Video coverage on the web has caught on fast, its progress accelerated by the Beijing Olympics. Narayen estimates that more than 40 million video streams were downloaded from the BBC's website alone
Thoughtful and modest about his accomplishments, he has an impressively diverse CV, his track record taking in start-ups and time served with market leaders. After studying electrical engineering in his home town, Hyderabad, he left for the US to complete a masters degree in computer science at Ohio's Bowling Green State University. "You could say I was following in my father's and brother's footsteps: both left India to complete their education. Tech was my passion and America the place to be."
After graduating, he was hired by Measurex, a pioneer of industrial computer control systems, before moving to Apple in 1989. "I was lucky," he says. "Apple sponsored my MBA at Berkeley while I worked. It also taught me the power of good design and aesthetics in delivering excellent software."
He joined Silicon Graphics in 1995, specialising in desktop and collaboration products. A year later, bitten by the dot-com bug, he co-founded Pictra, a digital-imaging company.
"I guess my entrepreneurial genes got the better of me," he laughs; his father founded a plastics company in Hyderabad. "It was an exciting time in Silicon Valley. When I see Adobe budgets, I remember what scrappy start-ups can do with focus and a little money. Size alone doesn't create innovation. It's people that count."

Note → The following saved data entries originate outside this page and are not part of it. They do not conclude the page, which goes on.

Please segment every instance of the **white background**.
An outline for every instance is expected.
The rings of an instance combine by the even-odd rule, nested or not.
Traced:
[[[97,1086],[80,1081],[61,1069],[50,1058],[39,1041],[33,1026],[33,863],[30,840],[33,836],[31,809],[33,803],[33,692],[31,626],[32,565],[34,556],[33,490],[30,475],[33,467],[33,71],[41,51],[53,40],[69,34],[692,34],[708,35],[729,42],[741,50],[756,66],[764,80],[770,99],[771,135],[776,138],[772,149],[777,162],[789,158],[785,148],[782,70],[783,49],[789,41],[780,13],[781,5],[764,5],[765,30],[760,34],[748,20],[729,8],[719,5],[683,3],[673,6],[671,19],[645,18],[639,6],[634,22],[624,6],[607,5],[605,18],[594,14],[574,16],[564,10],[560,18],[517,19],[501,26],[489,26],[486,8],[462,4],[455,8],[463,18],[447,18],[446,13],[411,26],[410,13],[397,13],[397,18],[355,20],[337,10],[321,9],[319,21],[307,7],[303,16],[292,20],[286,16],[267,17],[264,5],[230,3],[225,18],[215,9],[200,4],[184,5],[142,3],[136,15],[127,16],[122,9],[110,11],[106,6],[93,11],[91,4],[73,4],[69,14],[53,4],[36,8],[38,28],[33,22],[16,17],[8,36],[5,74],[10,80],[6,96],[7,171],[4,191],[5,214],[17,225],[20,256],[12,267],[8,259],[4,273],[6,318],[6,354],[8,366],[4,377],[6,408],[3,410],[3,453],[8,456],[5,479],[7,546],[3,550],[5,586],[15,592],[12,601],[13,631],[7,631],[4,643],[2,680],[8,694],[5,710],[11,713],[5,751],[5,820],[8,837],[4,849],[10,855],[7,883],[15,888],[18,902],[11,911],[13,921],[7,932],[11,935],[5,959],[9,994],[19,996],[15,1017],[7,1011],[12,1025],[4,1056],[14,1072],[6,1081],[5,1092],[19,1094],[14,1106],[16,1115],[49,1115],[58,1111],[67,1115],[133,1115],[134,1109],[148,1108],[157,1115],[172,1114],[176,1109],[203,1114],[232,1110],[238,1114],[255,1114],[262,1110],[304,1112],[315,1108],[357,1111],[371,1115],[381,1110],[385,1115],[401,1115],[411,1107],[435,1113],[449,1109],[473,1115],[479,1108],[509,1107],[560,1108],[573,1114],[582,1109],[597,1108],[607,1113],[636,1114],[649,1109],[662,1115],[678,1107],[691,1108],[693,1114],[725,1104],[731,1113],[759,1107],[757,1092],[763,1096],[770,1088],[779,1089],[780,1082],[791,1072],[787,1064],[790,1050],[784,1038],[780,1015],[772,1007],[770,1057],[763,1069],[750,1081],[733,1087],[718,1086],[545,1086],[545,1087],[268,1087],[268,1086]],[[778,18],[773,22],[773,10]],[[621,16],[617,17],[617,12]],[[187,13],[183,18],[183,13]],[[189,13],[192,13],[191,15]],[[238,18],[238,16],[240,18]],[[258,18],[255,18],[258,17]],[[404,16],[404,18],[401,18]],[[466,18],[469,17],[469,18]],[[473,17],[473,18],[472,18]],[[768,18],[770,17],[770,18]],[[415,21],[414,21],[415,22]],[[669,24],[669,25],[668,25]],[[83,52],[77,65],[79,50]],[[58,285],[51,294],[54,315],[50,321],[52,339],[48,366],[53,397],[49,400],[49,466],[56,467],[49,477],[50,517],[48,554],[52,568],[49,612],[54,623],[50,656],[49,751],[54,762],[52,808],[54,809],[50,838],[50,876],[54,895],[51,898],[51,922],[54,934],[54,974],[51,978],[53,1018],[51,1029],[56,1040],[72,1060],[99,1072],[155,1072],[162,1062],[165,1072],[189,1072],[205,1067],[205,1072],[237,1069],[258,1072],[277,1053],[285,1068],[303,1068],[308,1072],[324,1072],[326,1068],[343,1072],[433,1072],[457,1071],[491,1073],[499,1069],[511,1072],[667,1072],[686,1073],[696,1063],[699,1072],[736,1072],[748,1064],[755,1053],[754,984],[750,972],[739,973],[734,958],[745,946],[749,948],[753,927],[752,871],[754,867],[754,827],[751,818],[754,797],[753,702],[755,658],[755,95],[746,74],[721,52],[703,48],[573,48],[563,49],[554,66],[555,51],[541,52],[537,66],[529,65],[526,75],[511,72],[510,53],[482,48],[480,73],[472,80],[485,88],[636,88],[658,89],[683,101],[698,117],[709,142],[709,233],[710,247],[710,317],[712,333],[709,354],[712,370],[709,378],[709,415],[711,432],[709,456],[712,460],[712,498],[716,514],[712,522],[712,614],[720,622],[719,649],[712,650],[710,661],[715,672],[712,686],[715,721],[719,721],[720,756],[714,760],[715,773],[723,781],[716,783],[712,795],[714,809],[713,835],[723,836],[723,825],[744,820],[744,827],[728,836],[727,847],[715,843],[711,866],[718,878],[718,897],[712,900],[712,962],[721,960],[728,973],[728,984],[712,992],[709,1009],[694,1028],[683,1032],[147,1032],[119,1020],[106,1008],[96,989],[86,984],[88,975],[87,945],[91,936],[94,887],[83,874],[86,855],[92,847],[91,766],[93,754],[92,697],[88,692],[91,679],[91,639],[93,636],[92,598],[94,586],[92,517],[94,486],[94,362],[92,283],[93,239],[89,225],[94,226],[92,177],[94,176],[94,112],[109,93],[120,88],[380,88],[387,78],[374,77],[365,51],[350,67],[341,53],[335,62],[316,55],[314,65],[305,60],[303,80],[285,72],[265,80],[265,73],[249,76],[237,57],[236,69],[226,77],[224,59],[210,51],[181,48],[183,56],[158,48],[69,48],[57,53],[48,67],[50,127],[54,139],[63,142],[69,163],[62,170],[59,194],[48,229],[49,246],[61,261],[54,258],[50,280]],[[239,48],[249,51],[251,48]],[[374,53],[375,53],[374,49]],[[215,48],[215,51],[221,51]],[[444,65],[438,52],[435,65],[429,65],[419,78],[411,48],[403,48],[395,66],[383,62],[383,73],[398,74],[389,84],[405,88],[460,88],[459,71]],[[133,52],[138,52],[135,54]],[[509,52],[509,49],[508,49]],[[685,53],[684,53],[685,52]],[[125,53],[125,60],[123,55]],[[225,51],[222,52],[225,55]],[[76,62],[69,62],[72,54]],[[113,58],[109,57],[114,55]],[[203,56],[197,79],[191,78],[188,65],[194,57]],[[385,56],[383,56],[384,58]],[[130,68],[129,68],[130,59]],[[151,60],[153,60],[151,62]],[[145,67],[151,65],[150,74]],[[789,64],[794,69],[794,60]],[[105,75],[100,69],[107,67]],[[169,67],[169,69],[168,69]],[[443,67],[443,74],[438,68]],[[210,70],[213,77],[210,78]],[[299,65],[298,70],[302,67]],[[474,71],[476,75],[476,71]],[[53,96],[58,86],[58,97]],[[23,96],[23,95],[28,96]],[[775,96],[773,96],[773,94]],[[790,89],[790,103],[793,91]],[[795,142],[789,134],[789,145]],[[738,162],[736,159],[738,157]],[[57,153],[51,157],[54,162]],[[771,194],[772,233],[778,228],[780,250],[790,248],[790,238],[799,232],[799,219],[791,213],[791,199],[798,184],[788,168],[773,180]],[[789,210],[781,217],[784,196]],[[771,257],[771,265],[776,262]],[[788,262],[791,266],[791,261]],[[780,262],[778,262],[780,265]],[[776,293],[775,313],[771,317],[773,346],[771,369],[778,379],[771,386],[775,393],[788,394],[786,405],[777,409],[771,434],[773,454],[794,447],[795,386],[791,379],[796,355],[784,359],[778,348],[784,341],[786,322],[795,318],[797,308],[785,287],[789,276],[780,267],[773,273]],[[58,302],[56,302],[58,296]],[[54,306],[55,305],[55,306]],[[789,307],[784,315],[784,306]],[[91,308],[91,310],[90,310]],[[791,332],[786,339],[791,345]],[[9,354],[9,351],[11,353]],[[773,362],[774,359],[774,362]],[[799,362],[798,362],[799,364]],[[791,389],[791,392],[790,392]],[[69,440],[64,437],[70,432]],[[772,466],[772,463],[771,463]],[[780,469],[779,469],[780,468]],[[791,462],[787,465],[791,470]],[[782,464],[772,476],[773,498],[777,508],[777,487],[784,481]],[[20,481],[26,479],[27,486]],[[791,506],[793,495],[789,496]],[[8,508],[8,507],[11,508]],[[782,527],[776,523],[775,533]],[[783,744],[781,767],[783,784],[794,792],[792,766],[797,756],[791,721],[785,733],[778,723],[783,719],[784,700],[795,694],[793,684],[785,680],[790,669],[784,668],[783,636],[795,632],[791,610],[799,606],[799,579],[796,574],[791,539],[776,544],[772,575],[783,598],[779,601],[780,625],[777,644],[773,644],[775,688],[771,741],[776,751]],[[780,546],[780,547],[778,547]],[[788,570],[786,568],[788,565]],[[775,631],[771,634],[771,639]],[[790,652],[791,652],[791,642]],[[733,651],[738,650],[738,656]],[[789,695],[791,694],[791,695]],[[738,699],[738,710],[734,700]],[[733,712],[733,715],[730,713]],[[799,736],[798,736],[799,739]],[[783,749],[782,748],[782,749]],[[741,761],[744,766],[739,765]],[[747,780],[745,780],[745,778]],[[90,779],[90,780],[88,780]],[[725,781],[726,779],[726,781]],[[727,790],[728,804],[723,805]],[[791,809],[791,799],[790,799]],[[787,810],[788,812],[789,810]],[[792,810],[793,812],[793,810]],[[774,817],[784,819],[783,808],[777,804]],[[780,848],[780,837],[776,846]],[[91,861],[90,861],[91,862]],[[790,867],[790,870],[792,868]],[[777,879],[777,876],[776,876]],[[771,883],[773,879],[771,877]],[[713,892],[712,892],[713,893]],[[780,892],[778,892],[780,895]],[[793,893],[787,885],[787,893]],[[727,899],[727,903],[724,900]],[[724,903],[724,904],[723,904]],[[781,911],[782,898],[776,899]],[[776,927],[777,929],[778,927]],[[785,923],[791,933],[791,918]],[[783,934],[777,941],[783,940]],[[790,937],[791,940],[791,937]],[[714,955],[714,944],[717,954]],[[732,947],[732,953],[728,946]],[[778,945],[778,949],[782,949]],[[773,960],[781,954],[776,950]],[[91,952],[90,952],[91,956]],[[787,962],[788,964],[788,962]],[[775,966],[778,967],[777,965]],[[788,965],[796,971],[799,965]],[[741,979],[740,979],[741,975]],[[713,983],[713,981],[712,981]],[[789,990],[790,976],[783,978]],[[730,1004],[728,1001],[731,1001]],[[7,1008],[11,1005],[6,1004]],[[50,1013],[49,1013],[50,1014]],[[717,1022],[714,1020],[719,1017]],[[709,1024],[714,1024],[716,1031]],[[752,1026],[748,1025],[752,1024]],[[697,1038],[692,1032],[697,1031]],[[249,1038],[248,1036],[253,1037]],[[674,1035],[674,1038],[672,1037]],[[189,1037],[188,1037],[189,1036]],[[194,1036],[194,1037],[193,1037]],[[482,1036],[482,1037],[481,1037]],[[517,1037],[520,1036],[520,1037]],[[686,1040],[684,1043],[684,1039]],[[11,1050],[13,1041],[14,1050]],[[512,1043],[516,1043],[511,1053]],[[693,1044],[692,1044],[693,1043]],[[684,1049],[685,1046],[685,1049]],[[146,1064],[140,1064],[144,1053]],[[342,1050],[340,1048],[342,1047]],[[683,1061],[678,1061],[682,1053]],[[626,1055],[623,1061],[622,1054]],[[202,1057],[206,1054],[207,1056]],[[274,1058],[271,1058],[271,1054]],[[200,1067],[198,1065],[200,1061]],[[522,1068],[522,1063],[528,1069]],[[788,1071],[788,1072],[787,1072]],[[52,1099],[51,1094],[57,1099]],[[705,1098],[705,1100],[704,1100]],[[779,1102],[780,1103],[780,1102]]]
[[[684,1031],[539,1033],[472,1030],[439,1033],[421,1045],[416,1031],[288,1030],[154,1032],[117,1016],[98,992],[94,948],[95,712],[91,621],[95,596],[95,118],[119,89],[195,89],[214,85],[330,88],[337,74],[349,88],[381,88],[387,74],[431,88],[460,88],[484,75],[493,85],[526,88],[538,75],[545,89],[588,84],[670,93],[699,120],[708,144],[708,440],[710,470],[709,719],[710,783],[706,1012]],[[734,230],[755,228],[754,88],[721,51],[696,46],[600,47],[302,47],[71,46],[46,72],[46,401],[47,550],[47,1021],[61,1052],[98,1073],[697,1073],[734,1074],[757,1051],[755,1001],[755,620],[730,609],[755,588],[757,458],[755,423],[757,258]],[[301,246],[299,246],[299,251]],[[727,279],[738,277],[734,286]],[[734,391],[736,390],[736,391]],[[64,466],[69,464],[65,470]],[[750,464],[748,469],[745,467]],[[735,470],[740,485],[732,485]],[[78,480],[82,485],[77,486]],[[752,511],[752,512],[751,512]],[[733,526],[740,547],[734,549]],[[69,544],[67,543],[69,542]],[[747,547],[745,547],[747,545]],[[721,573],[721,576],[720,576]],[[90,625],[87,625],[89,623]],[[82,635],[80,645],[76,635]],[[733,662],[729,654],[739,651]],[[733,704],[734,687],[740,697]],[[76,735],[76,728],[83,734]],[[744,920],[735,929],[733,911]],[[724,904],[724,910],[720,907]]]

Through a partnership deal with Adobe, he caught Chizen's attention and was asked to join in 1998. The first few years were a baptism of fire: "We had some disappointing quarterly results the year I joined, which led to restructuring. I was surprised and very privileged when Bruce put me in charge of technology worldwide."
Since Adobe's acquisition of Macromedia, it has been blurring the line between internet and PC applications – as demonstrated by the launch of AIR, a platform that bridges the web and the desktop. It's a trend that Narayen believes will continue. "Just look at India and China," he says. "For the young, the mobile is their laptop. There are big opportunities for companies that can integrate the three screens – TV, mobile and PC."
But as a prickly thorn in Microsoft's flesh, how long can Adobe remain independent? "As long as we're focused on driving fundamental innovation, we can exploit our independent position. While our biggest competitor is Microsoft, I worry just as much about small start-ups that might be creating the next disruptive technology. These are the companies we're interested in acquiring. "
And in light of the credit crunch, does he worry about finance? "With healthy cash flows, I don't lose sleep over raising money. I'm more troubled by failing to hire and retain the right people. That's where Adobe's future lies."